(Circulation. 2005;112:I-396 I-401.)
© 2005 American Heart Association, Inc.
Surgery for Valvular Heart Disease |
From the Department of Cardiovascular, Respiratory, and Metabolic Medicine (F.Z., Y.O., T.Y., B.Y., S.H., S.B., A.K., S.M., C.T.), Department of Public Health (C.K.), Department of Cardiovascular Surgery (G.Y., T.U., R.S.), Graduate School of Medicine, Kagoshima University, Kagoshima, Japan; and Massachusetts General Hospital (R.A.L.), Boston, Mass.
Correspondence to Yutaka Otsuji, MD, Department of Cardiovascular, Respiratory and Metabolic Medicine, Graduate School of Medicine, Kagoshima University, 8-35-1 Sakuragaoka, Kagoshima City, 890-8520, Japan. E-mail yutaka{at}m.kufm.kagoshima-u.ac.jp
Background We hypothesized that surgical annuloplasty for ischemic mitral regurgitation (MR) that displaces the posterior annulus anteriorly can potentially augment posterior leaflet (PML) tethering, leading to persistent MR. Relationships between leaflet configurations and persistent ischemic MR after the annuloplasty were investigated.

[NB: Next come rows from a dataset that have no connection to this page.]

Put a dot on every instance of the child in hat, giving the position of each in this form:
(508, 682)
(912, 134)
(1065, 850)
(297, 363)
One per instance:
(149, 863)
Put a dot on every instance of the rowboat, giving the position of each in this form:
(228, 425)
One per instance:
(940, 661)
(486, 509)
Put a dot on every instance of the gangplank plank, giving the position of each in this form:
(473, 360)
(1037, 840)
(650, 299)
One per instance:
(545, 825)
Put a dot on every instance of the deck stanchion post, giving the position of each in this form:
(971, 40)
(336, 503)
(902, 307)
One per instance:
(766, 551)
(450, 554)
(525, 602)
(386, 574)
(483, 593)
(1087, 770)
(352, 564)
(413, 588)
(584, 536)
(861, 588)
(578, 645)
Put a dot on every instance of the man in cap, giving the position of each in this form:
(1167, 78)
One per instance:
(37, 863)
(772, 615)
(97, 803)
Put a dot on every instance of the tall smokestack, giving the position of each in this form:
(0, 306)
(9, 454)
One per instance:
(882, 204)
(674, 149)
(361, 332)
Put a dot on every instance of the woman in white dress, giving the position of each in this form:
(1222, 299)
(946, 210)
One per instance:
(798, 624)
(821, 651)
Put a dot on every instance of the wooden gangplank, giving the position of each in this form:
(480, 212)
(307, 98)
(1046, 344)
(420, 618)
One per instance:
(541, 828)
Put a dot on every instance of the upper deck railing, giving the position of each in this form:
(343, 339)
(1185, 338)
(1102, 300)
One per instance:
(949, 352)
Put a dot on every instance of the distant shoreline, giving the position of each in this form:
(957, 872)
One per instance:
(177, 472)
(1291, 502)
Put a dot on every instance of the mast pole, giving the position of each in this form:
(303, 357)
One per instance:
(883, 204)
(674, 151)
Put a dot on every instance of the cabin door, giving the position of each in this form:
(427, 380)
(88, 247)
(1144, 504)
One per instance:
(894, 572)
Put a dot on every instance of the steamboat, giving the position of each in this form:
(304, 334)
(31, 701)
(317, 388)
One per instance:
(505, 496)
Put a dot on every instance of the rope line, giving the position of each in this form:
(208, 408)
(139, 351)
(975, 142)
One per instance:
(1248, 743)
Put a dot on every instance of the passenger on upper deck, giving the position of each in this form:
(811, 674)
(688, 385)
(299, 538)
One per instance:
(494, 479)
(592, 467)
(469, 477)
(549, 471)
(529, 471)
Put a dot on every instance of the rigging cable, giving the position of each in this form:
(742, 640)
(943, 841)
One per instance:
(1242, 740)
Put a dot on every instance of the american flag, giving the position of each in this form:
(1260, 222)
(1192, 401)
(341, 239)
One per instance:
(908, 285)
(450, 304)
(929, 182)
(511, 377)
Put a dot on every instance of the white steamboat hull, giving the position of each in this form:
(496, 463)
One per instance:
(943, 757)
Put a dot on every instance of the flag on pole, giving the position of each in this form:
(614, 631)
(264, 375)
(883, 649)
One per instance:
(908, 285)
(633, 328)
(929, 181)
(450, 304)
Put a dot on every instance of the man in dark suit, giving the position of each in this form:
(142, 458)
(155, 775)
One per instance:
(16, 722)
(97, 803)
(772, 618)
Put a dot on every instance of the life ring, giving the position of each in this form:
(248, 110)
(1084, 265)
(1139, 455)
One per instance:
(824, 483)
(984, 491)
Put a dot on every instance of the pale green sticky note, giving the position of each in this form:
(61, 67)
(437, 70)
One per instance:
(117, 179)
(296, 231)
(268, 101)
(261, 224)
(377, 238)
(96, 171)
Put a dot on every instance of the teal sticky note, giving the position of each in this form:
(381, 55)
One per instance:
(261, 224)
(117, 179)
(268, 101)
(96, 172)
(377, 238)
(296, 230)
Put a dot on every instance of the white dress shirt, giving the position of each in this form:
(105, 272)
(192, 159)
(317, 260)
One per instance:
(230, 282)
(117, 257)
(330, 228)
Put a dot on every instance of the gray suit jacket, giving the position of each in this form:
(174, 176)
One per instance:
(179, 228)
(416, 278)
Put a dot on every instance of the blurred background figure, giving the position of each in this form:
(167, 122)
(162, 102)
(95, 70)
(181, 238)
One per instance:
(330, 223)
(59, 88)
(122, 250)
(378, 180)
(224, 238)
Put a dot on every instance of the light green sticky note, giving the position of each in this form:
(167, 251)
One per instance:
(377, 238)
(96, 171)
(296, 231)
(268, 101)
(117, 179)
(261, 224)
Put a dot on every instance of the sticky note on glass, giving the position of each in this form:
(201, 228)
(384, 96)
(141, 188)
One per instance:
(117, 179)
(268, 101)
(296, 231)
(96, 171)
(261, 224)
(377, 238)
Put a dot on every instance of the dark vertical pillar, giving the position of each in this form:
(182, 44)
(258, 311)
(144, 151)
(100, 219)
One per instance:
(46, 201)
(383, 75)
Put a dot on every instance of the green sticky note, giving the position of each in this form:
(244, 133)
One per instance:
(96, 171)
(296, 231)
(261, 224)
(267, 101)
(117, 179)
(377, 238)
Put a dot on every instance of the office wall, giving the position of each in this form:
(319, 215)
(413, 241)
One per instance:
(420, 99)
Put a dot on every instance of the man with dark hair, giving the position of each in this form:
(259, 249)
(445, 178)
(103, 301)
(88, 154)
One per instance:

Methods and Results In 31 patients with surgical annuloplasty for ischemic MR and 20 controls, posterior and apical displacement of the leaflet coaptation, the anterior leaflet (AML) and PML tethering angles relative to the line connecting annuli, coaptation length (CL), and the MR grade were quantified before and early after surgery in echocardiographic left ventricular long-axis views. Six of the 31 patients showed persistent MR despite annuloplasty. Compared with patients without persistent MR, those with MR showed no improvement in the left ventricular ejection fraction and systolic volume, similar reduction in the annular area, significant increase in posterior displacement of the coaptation (P<0.01), no improvement in AML tethering, greater worsening in PML tethering (P<0.01), and no increase in the CL. All tethering variables were significantly correlated with both preoperative and postoperative MR in univariate analysis, and reduced CL was the primary independent determinant of both preoperative and postoperative MR. Although increased AML tethering was the primary determinant of the preoperative CL (r2=0.46, P<0.0001), increased PML tethering was the primary determinant afterward (r2=0.60, P<0.0001).
Conclusion Although tethering of both leaflets is the major determinant of ischemic MR before surgical annuloplasty, both leaflets tethering but with predominant and augmented PML tethering is related to persistent ischemic MR after the annnuloplasty.